Iambic pentameter does not symbolize anything. It is a rhythm. It was introduced by playwrights like Christopher Marlowe and the University Wits.
The rhythm is quite simple---de DUM, de DUM, de DUM, de DUM, de DUM. It alternates the stress. It was used because it most closely reflects the number of syllables we get said in a single breath. In other words, it most closely mirrors everyday English speech rhythms.
Ask any actor and they will tell you that verse is easier to learn than prose. This was important during the Elizabethan period because actors had to keep approximately 30-40 plays in their head. If someone requested to see a play they had not performed for a while, there was no brush up rehearsal.

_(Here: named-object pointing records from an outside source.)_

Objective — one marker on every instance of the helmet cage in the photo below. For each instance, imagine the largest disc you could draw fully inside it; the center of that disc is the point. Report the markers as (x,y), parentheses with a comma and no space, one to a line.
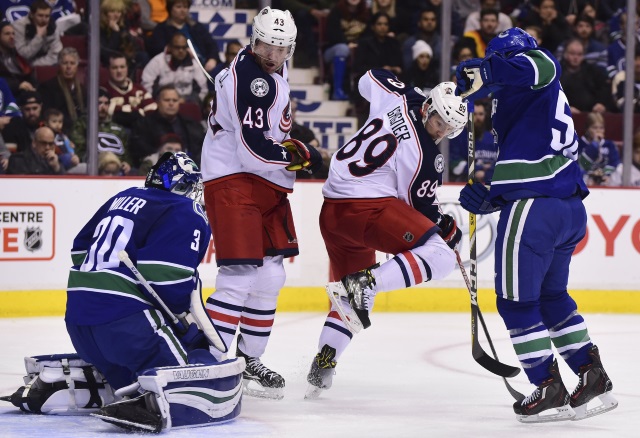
(510,41)
(275,27)
(443,101)
(176,173)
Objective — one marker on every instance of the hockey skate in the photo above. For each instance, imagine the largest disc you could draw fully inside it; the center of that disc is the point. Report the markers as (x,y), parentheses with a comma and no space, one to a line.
(353,298)
(549,402)
(320,375)
(593,384)
(260,381)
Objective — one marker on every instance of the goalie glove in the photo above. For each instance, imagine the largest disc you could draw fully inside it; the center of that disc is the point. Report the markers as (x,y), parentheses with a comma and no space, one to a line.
(303,156)
(449,231)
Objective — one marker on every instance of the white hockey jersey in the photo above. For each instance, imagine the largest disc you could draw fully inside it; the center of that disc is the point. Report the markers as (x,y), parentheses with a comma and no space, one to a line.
(250,116)
(392,155)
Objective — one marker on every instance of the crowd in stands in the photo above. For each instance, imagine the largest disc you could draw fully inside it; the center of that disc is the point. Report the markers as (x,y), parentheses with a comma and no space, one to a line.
(152,95)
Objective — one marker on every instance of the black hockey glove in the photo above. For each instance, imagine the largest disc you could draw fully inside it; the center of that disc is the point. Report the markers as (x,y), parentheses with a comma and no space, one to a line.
(449,231)
(473,198)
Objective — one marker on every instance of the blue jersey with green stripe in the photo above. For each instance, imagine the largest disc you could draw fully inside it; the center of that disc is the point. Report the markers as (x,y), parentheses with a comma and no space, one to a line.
(537,142)
(166,236)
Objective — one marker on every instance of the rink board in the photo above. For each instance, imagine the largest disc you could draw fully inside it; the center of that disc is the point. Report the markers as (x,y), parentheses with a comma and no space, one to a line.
(39,218)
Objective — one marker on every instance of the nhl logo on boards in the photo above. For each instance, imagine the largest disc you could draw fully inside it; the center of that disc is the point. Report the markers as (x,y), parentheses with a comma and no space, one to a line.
(259,87)
(439,163)
(33,238)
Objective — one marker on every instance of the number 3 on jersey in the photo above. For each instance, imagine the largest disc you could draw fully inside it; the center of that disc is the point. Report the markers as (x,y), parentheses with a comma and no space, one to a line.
(369,160)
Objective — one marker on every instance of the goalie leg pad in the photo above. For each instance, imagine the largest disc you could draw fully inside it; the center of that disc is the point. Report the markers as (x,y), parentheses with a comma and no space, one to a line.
(62,384)
(181,397)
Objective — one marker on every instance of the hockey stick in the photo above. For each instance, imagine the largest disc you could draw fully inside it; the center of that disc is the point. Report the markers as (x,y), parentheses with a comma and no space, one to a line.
(491,364)
(480,356)
(197,61)
(198,315)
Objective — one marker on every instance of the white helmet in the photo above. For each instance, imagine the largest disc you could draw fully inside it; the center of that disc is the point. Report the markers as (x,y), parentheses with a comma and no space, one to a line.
(450,107)
(275,27)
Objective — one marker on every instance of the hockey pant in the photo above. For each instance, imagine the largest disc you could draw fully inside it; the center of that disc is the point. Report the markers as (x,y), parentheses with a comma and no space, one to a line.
(246,296)
(535,240)
(433,260)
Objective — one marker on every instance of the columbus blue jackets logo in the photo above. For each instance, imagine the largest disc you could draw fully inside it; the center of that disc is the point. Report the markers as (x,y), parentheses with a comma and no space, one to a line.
(259,87)
(33,239)
(439,163)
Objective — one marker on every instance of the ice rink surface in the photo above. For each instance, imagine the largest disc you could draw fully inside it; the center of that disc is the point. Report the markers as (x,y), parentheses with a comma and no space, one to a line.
(408,375)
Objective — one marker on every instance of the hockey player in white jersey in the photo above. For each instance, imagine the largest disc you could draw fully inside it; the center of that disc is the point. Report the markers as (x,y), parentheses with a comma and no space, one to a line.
(249,164)
(381,195)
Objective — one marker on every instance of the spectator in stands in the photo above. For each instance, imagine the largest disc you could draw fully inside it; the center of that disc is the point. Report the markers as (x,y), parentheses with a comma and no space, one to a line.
(180,21)
(346,22)
(14,68)
(18,134)
(8,106)
(487,31)
(175,66)
(306,136)
(595,52)
(36,37)
(128,100)
(65,149)
(233,47)
(599,157)
(427,32)
(307,15)
(618,85)
(473,19)
(378,50)
(115,36)
(109,165)
(112,137)
(147,131)
(65,91)
(617,49)
(584,84)
(38,159)
(422,72)
(152,12)
(555,29)
(168,143)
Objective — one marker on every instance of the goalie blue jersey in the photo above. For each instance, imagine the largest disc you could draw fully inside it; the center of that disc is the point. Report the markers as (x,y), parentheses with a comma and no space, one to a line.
(166,236)
(537,141)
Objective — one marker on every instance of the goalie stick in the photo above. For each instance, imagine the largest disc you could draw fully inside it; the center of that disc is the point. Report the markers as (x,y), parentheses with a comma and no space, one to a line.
(179,320)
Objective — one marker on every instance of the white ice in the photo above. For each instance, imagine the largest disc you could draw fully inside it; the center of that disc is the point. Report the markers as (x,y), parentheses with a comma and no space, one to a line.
(408,375)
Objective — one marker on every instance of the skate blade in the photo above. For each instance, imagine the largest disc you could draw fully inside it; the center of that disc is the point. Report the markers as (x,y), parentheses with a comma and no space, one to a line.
(562,413)
(336,290)
(607,403)
(254,389)
(313,392)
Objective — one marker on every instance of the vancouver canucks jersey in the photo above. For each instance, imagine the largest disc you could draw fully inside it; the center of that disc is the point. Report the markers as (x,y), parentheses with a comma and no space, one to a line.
(249,119)
(166,236)
(392,155)
(537,142)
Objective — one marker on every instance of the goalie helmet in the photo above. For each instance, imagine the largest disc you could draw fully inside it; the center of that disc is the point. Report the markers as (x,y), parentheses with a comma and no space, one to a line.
(176,172)
(275,27)
(510,41)
(443,101)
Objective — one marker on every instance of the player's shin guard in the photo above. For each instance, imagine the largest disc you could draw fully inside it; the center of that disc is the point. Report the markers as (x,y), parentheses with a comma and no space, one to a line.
(61,384)
(180,397)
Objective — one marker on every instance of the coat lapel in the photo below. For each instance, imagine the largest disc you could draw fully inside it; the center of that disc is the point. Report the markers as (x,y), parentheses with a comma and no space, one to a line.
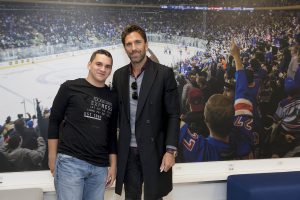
(148,79)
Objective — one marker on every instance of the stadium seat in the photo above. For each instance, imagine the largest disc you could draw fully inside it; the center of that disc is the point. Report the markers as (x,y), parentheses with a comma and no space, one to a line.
(275,186)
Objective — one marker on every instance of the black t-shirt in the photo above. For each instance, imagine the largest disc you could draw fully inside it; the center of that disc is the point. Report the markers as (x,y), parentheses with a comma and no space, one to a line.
(84,119)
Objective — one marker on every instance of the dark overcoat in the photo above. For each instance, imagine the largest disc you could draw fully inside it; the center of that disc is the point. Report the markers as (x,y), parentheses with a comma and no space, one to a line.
(157,125)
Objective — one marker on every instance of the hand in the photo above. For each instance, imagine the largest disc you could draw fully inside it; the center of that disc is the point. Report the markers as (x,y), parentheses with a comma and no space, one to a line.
(111,176)
(51,164)
(234,50)
(167,162)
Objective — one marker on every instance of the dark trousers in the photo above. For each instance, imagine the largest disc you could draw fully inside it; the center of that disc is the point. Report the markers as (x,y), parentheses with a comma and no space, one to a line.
(134,177)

Shakespeare used iambic pentameter as a norm upon which he could change the rhythm much like a jazz muscian.
It is true that for the most part, high born or noble characters use verse, and servants and lower class characters use prose but this is not always true. For example, in Romeo and Juliet, Mercutio, a kinsman of the Prince, speaks more prose than verse. In his case, he is speaking informally, he is chatting with friends.
A character like Caliban in The Tempest speaks verse although he would be considered a low born character. In his case, he learned to speak from Prospero.
There are no strict rules as for who speaks what. Iambic pentameter is a rhythm, nothing more complicated than that.